Les plats de ma mère, avant tout. Même si je les fais ici, ce n'est pas la même chose. Mais je m'adapte et la nourriture ici est assez bonne. J'ai un cuisinier à la maison qui m'aide dans mon régime.
Comment ressentez-vous la pression de Madrid, qui doit tout gagner chaque année ?
Je ne pense pas que ça nous mette la pression. Nous sommes le Real Madrid, et tous ceux qui viennent ici le savent. Si vous êtes ici, vous savez comment vous comporter sous la pression. Cette pression nous motive. Elle nous rend plus ambitieux.
Qu'est-ce que cela fait de s'entraîner avec autant de joueurs de ce niveau ?
Ils s'entraînent ici comme s'ils jouaient la Ligue des champions, c'est quelque chose que je n'ai jamais vu auparavant. Ils font preuve de la même concentration et de la même discipline à chaque séance d'entraînement, ils veulent gagner chaque match. J'ai appris cela, et ça m'a appris à m'améliorer. On n'accepte pas la défaite. Je suis content d'y être déjà habitué à mon âge.
Et jouer au Bernabéu ?
C'est incroyable, c'est un stade immense. Beaucoup de gens viennent nous voir, nous avons l'impression de participer à un show. Nous ressentons tous cette excitation lorsque nous entrons sur le terrain. C'est important de pouvoir contrôler cette excitation et ce stress. Les supporters sont très passionnés et veulent toujours gagner, ils ne tolèrent pas la défaite. Ni même mal jouer, c’est ce qui nous permet de progresser de jour en jour. Ça engendre de la pression, mais en la gérant bien, nous sommes meilleurs.

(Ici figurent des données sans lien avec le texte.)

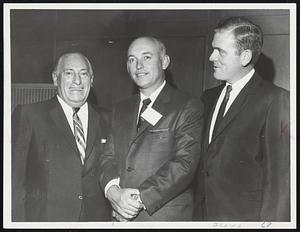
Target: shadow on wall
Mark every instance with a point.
(265, 68)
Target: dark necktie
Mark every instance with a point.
(146, 102)
(79, 134)
(222, 109)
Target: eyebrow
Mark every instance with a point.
(143, 53)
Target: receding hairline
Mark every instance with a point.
(161, 48)
(76, 54)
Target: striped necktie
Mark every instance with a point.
(146, 102)
(79, 134)
(222, 108)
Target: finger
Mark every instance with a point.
(126, 212)
(133, 191)
(134, 203)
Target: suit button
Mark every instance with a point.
(129, 169)
(205, 172)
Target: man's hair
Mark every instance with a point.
(160, 45)
(57, 66)
(247, 35)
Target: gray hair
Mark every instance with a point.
(247, 35)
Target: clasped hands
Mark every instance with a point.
(126, 202)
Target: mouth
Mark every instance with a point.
(141, 74)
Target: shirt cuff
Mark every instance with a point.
(111, 183)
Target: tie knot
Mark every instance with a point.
(75, 110)
(146, 101)
(228, 89)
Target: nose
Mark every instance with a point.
(77, 79)
(213, 56)
(139, 64)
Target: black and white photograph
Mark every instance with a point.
(158, 116)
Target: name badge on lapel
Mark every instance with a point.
(151, 116)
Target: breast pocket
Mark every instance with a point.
(161, 147)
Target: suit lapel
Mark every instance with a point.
(159, 105)
(61, 122)
(129, 118)
(238, 104)
(209, 116)
(93, 126)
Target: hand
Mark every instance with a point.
(122, 201)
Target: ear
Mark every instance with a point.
(246, 57)
(54, 78)
(165, 62)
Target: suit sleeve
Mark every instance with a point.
(21, 138)
(176, 174)
(276, 148)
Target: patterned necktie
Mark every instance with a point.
(79, 134)
(146, 102)
(222, 109)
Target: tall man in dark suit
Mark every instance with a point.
(154, 150)
(245, 168)
(55, 148)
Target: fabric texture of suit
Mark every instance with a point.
(244, 174)
(49, 182)
(159, 160)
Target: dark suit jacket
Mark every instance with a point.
(49, 182)
(245, 169)
(159, 160)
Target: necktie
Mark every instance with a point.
(79, 134)
(146, 102)
(222, 108)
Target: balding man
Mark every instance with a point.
(55, 145)
(155, 144)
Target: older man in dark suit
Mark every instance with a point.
(55, 148)
(245, 168)
(155, 144)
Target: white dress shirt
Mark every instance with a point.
(82, 114)
(236, 89)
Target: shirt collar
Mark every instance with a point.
(154, 95)
(243, 81)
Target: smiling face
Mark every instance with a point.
(228, 65)
(73, 79)
(146, 64)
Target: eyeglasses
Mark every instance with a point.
(70, 73)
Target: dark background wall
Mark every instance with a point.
(39, 37)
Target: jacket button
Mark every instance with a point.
(129, 169)
(205, 172)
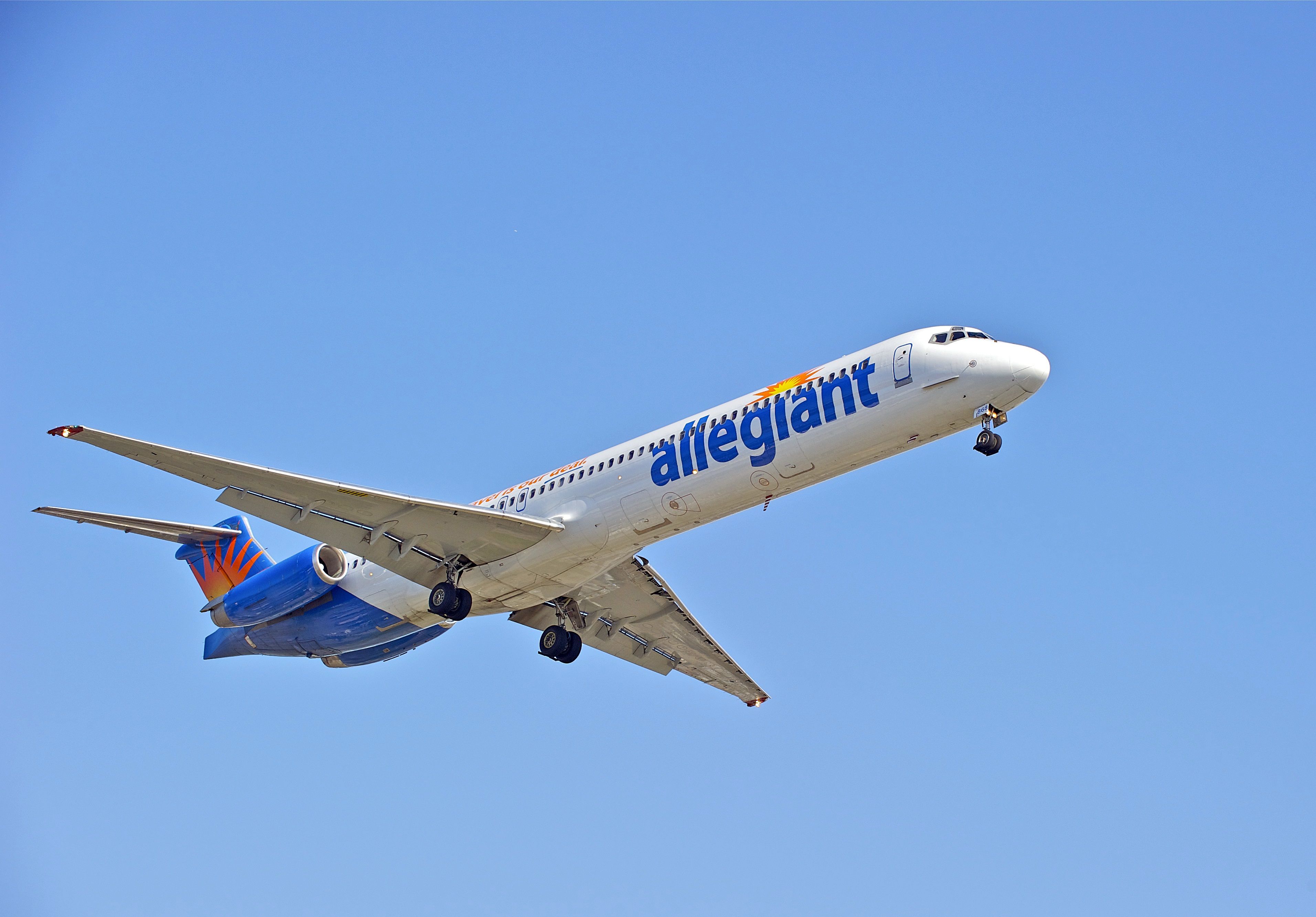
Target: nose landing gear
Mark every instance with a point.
(989, 443)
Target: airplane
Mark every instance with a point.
(560, 552)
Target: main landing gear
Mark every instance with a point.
(449, 602)
(989, 443)
(560, 644)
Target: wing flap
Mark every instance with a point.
(632, 614)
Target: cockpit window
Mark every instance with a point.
(959, 333)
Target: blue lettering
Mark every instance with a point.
(861, 379)
(783, 432)
(847, 398)
(720, 435)
(806, 415)
(664, 470)
(762, 439)
(700, 460)
(685, 449)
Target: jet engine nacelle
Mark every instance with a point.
(285, 587)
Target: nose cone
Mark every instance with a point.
(1031, 368)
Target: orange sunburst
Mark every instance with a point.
(788, 385)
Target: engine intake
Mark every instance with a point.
(285, 587)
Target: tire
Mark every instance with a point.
(444, 599)
(464, 607)
(574, 649)
(555, 641)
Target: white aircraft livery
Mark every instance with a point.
(560, 552)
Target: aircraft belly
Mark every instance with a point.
(344, 624)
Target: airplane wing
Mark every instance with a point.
(632, 614)
(410, 536)
(185, 533)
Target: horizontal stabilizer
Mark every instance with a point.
(185, 533)
(407, 535)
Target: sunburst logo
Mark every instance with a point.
(222, 565)
(788, 385)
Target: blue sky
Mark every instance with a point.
(443, 249)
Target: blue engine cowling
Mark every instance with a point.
(285, 587)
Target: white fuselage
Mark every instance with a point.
(622, 499)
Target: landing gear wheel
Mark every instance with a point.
(444, 601)
(556, 641)
(989, 443)
(464, 607)
(574, 649)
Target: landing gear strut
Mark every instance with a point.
(560, 644)
(989, 443)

Aimez-vous vivre à Madrid ?
Je n'ai pas eu le temps de beaucoup voyager, mais la nourriture est très bonne, les gens sont très gentils, il y a une atmosphère amicale et ils aiment les Turcs aussi, je remarque qu'ils m’apprécient quand je me promène dans la rue. Ils sont respectueux et polis. Et il y a la culture de la sieste. J'adore Madrid.
Vous avez récemment mis en ligne une vidéo avec Alaba. Il parle même le turc.
C'est une personne formidable, qui essaie toujours de m'aider. Il a grandi dans un quartier autrichien où l'immigration turque est importante, c'est pourquoi il est fan de Galatasaray et il me taquine souvent parce que je suis fan de Fenerbahçe. J'essaie de l'aider à parler turc. Il est très amical. Rüdiger connaît aussi un peu de turc, surtout les gros mots. Ils m'appellent toujours "abi" (grand frère en turc), même s'ils ne savent pas tous ce que ça veut dire.
Comment se passe votre relation avec Ancelotti ?
Elle est très bonne. Il m'a appelé trois fois avant que je vienne jouer à Madrid, il m'a même demandé de lui promettre que je viendrais. Je m'adresse à lui avec beaucoup de respect. Nous parlons beaucoup, je lui demande ce que je peux faire pour jouer davantage, comment je peux m'améliorer. Nous voulons tous jouer davantage. Et il me donne des conseils, je suis patient.
Il prend des cours d'espagnol. Envoyez un message aux madridistas.
(En espagnol) Hola madridistas, merci pour votre amour.